Inciter les importations par des mesures fiscales
Pour faire front à l’absence d’huile végétale, des pays comme le Bengladesh baissent le taux de TVA, d’autres, comme le Pakistan réduisent les taxes à l’importation, quand d’autres à l’image de l’Inde se tournent soit vers le colza soit vers l’huile de soja pour faire face à la pénurie d’huile de tournesol et de palme.

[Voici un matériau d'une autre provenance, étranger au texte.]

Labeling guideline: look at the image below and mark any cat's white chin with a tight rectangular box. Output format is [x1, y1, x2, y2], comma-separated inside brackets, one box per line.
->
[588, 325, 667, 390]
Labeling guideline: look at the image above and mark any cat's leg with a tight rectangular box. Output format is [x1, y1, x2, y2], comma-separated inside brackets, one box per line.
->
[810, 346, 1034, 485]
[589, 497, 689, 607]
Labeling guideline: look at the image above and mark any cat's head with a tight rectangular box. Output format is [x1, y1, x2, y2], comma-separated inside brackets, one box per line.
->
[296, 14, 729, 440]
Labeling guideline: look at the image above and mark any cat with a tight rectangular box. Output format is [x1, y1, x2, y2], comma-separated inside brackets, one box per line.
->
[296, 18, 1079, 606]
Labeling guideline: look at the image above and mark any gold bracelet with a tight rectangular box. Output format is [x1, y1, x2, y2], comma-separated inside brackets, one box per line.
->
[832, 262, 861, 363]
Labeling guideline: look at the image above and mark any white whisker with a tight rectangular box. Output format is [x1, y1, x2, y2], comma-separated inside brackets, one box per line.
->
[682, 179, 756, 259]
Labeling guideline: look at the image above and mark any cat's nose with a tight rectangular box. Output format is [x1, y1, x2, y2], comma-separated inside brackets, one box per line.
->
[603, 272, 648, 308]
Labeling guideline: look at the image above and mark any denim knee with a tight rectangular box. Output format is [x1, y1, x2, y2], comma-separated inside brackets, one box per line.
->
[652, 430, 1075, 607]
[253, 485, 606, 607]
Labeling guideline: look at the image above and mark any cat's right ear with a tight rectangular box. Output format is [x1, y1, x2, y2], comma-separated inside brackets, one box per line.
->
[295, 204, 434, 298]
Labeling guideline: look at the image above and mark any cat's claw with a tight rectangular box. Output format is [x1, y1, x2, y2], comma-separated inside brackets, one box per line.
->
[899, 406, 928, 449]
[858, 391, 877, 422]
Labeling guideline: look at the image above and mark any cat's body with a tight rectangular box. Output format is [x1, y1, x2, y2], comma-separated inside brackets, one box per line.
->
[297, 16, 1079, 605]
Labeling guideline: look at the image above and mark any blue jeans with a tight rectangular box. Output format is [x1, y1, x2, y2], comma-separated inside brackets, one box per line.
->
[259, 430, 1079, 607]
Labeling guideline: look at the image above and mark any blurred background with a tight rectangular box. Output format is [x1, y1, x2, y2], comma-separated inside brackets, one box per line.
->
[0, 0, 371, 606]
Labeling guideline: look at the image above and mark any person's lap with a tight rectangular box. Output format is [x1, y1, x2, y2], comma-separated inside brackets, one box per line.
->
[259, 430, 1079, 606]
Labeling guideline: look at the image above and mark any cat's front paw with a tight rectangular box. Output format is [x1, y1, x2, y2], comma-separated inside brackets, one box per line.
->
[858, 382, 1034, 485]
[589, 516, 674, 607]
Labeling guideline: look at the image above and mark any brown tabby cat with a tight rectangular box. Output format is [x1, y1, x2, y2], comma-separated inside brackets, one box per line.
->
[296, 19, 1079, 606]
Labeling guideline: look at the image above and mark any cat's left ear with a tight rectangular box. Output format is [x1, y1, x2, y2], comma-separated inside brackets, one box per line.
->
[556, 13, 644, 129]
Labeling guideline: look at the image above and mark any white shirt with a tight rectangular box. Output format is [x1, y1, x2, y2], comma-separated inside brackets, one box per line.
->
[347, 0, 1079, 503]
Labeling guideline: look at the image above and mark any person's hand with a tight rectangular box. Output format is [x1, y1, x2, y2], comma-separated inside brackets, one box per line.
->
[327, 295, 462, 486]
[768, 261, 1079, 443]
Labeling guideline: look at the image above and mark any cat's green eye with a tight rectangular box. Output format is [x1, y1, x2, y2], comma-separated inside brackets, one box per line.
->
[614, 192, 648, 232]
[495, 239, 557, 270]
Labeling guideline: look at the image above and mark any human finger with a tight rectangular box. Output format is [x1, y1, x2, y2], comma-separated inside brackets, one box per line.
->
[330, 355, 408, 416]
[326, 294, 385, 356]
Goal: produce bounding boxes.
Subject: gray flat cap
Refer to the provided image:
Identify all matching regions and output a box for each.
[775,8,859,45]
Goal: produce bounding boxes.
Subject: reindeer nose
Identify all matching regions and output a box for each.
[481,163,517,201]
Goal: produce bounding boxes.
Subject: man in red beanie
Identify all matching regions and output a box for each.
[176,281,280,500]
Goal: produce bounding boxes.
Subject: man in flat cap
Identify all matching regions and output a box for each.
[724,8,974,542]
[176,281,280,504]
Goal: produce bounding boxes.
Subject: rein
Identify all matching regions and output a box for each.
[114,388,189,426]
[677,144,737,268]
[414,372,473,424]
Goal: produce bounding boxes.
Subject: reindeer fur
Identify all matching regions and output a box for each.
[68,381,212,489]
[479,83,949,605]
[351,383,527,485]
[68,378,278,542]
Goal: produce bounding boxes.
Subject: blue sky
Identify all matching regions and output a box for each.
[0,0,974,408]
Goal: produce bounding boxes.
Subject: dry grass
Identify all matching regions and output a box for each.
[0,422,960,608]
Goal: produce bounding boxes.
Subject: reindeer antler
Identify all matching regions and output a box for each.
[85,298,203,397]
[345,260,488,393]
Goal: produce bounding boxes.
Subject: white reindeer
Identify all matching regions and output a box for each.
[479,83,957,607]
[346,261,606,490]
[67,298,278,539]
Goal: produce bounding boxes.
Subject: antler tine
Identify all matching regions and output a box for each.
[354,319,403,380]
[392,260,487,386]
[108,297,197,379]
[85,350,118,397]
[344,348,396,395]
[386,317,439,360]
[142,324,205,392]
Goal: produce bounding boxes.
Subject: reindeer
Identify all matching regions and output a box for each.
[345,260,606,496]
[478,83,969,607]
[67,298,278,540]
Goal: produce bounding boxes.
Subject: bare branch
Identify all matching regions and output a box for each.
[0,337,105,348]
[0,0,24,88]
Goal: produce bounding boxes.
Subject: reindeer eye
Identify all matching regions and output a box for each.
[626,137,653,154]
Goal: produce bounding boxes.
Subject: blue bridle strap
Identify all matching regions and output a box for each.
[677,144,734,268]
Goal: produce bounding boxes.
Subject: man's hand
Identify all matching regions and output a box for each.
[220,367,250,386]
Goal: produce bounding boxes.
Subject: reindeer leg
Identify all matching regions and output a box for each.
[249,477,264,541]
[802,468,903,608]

Le riz, l’effet collatéral du conflit en Ukraine
Enfin, le marché du riz est aussi impacté par le conflit. La hausse du prix du blé et du maïs incite les producteurs d’aliments pour bétail à utiliser du riz. Sur cette campagne, il est prévu de voir l’utilisation du riz progresser de 1% à 514 Mt. Les échanges de riz devraient pour leur part connaître un niveau record de la décennie avec 51 Mt. Cependant, en raison des coûts logistiques élevés, les exportateurs pourraient privilégier des expéditions vers des destinations de proximité pour réduire les coûts de transport.